The Reformation. What is it? And why would we remember it in worship? The Reformation of the 16th Century under Martin Luther and John Calvin (and later, John Knox in Scotland, and Thomas Cranmer in England and Wales) was a grass-roots movement, sparked by the priest and theologian, Martin Luther of Wittenberg (in what is now Germany) to return the Church to Biblical principles in faith and practice. John Calvin was a professor turned pastor who applied the principles of Reformation to every area of life in Geneva: education, government, and even labor (“the Protestant work ethic” phrase comes from sociologist Max Weber’s description of the Reformation’s focus on the dignity of work). This led to the “Five Solas” (“sola” being Latin for “alone,” or “only”): Sola Scriptura (the Bible alone), Sola Gratia (saved by grace alone), Sola Fide (saved by faith alone), Solo Christo (Christ alone), and Soli Deo Gloria (our salvation is the unmerited work of God alone). Thus, on October 31st, 1517, Professor Martin Luther nailed his 95 Thesis (“protests”) on the church door (a sort of community bulletin board) at Wittenberg. What happened next was startling. Dr. Roland Bainton, late historian of Yale, wrote,
“Luther took no steps to spread his theses among the people. He was merely inviting scholars to dispute and dignitaries to define, but others surreptitiously translated the theses into German and gave them to the press. In short order they become the talk of Germany. What Karl Barth said of his own unexpected emergence as a reformer could be said equally of Luther, that he was like a man climbing in the darkness a winding staircase in the steeple of an ancient cathedral. In the blackness he reached out to steady himself and his hand laid hold of a rope. He was startled to hear the clanging of a bell.”

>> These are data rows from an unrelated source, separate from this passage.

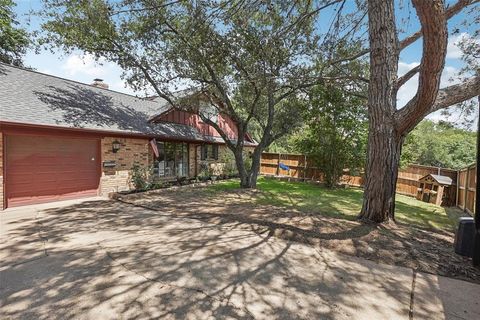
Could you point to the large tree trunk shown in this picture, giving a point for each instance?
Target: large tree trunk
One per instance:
(248, 177)
(384, 144)
(384, 148)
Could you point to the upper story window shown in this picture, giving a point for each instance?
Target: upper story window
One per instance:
(209, 152)
(209, 111)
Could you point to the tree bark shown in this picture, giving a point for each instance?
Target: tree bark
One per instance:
(384, 144)
(389, 126)
(383, 159)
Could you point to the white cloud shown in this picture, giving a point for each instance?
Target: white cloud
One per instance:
(409, 89)
(77, 64)
(453, 50)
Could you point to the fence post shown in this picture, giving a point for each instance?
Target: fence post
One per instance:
(467, 177)
(278, 165)
(304, 167)
(458, 188)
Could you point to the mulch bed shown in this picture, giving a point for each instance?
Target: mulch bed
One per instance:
(426, 250)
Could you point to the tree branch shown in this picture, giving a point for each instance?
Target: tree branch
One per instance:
(457, 93)
(449, 13)
(407, 76)
(435, 38)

The entire Continent of Europe and the British Isles were changed forever. America was founded on the principles of the Reformation when both English Pilgrims and other Protestants (Dutch in New York) forged a new land on religious liberty, a hallmark of Reformation thinking. And the force of that Reformation lifted the Bible as the authority over priest and the magisterium (the church government of clergy), placing God as the center of our salvation over our own effort, transforming generations and stirred a world-wide missionary movement that hadn’t been seen since the days of the Apostles. Our own tradition, Presbyterianism, is a direct heir of English-speaking Reformation.
Thus, on the last Sunday in October, we celebrate, not just an ecclesiastical historical date, but the revival of Biblical truth that came from that time, which has changed the world. May we know such a revival again in our own generation!
 R.H. Bainton, Here I Stand: A Life of Martin Luther (Hendrickson Publishers, 2009).